On se dit que, dans le haut de la hiérarchie, l’entreprise devient insurmontable tellement les places sont chères. Eh bien, oui, elles sont payées très cher et, non, cela ne semble pas hors d’atteinte pour nos top managers. L’éviction de leur poste à responsabilités s’est faite avec tous les égards dus à leur rang et à leur indéniable compétence. On a d’ailleurs trop misé sur eux pour oser dire le contraire. De véritables ponts d’or leur sont généreusement alloués comme dédit. Des bas de laine qui leur garantiront des jours paisibles pour plus d’une vie entière du commun des mortels. Ces sommes-là sont vraiment sans commune mesure avec ce que l’on aurait octroyé, avec beaucoup de difficultés, dans les mêmes circonstances aux salariés de plus bas niveau.
Les responsabilités se paient-elles à leur juste valeur ?, se demandait un de nos rédacteurs d’AgoraVox.

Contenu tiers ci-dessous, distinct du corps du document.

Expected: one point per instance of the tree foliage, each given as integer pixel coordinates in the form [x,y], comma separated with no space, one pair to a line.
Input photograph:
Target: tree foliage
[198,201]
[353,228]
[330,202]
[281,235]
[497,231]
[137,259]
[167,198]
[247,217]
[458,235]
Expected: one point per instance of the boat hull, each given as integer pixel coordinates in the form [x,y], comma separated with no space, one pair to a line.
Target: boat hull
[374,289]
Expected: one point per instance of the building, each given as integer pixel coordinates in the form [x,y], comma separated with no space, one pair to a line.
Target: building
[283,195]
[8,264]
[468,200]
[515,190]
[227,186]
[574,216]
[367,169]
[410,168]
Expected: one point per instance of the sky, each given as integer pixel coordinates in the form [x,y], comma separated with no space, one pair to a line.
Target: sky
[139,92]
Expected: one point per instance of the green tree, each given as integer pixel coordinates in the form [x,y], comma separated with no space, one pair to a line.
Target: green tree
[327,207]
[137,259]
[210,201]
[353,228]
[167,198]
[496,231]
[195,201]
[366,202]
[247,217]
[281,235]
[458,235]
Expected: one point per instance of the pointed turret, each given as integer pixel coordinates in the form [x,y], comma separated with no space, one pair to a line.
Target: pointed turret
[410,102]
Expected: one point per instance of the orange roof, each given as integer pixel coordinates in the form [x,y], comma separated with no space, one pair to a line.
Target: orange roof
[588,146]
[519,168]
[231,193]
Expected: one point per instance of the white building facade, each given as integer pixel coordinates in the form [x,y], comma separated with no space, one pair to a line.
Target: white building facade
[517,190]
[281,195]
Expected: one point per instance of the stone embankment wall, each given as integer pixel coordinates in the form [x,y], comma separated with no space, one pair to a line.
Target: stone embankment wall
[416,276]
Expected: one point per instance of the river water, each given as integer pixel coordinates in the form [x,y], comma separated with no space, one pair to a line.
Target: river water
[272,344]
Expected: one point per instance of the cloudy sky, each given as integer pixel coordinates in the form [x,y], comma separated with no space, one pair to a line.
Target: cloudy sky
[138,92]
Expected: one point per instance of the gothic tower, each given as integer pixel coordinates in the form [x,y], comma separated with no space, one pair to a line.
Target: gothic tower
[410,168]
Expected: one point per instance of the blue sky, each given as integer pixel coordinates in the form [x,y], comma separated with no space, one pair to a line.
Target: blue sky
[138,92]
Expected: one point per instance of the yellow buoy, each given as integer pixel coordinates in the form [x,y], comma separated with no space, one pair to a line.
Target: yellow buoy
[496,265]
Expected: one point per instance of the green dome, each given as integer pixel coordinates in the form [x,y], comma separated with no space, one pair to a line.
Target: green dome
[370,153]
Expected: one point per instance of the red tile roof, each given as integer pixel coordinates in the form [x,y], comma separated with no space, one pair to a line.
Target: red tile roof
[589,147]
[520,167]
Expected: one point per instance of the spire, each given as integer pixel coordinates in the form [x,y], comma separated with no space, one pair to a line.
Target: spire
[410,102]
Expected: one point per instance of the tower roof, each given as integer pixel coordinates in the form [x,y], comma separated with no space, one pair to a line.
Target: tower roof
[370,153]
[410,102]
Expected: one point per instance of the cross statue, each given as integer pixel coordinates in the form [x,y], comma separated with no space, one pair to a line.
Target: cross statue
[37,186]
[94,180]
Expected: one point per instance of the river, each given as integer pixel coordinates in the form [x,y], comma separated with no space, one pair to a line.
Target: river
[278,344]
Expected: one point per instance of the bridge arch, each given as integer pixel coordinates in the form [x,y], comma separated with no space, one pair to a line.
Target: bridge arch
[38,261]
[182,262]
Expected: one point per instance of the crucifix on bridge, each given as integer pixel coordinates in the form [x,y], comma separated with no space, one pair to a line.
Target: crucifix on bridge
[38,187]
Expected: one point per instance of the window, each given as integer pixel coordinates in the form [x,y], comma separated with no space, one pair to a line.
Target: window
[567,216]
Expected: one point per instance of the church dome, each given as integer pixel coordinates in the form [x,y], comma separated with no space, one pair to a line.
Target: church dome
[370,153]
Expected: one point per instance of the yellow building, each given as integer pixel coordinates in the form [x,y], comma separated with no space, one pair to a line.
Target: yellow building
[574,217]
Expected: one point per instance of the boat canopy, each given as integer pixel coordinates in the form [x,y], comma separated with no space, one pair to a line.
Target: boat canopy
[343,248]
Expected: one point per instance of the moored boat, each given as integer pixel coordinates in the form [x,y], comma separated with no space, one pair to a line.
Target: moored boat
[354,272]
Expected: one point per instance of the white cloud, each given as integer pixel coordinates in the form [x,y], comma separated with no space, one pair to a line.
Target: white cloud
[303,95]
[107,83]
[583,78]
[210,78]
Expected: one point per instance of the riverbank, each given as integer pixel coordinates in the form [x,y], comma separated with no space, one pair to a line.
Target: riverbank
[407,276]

Est-ce qu’il faut en arriver à des extrémités aussi dispendieuses ? Beaucoup de postes de grandes responsabilités humaines n’atteignent pas les niveaux dont on parle. En moyenne, un PDG se gratifie d’un salaire 260 fois plus important que celui d’un salarié moyen. Une loi de 2001 en France oblige les sociétés cotées en Bourse à dévoiler les revenus de leurs dirigeants. Revenus de toutes origines, jusqu’à l’avion privé avec chauffeur ou non. D’après un sondage, 49% des investisseurs belges pensent que cet étalage est important, pourtant, 41%, avec plus de jeunes de moins de 35 ans, estiment au contraire qu’ils n’y voient aucun intérêt.
Voilà plusieurs mois déjà, Georges Bush imposa à la direction de la Banque mondiale Paul Wolfowitz, ancien secrétaire adjoint à la Défense, artisan de la guerre en Irak, chef de file des néoconservateurs américains et principal inspirateur de l’idée de la « croisade du bien contre le mal ». Cet homme est donc chargé de la lutte contre la pauvreté et du financement des pays non développés. La Banque mondiale et FMI ont imposé aux pays demandeurs de crédit des programmes d’austérité et de privatisations qui ont abouti à des catastrophes, tant sociales qu’économiques. Comme si cela n’avait aucun impact, Paul Wolfowitz ne peut d’ailleurs se targuer d’aucune expérience dans le domaine. Le salaire, lui, semble correspondre à une expérience de plusieurs années ajustées sur une seule.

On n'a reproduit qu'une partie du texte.